Recent progress and advancement on zinc-based materials for water splitting: Structure-property-performance correlation

Abstract

The ongoing energy upheaval and atmospheric pollution are among the most pressing challenges facing society today. To address these issues, the establishment of effective methods for electrochemical energy conversion offers a promising path forward. Recently, Zn-based materials have attracted a lot of interest as possible solutions in this field. Their appeal relies upon their precisely modified structural and electronic features, three-dimensional architectures, extensive surface areas, numerous active sites, robust stability, and enhanced mass transport and diffusion characteristics. They are very well suited for use in energy conversion and storage because of these characteristics. Several papers have been published over the past few years, which are investigating the potential of Zn-based materials in various techniques for energy conversion. However, no comprehensive review is available, that systematically discusses the Zn-based materials for energy conversion.

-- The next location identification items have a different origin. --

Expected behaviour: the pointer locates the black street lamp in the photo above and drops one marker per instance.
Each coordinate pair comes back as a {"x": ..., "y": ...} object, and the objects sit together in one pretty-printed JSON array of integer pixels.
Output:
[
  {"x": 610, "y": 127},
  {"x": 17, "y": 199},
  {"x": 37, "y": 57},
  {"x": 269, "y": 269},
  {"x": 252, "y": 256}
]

This review offers a thorough examination of the advancements in Zn-derivatives for applications in key energy conversion processes, including hydrogen evolution reaction (HER) and oxygen evolution reaction (OER) involving electrochemical, photoelectrochemical, and photocatalytic water splitting. The review delves into the electrical as well as structure-related features, and performance of Zn-based materials, highlighting the role of modulating structural, morphological, and electronic properties in enhancing catalytic activity. Furthermore, the structure-property-performance relationship has been discussed in the context of improving activity, stability, and overall efficiency in water-splitting applications. The review addresses the challenges and possible directions for the industry going ahead while highlighting the potential of zinc-based materials to support the invention of environmentally conscious water-splitting technology.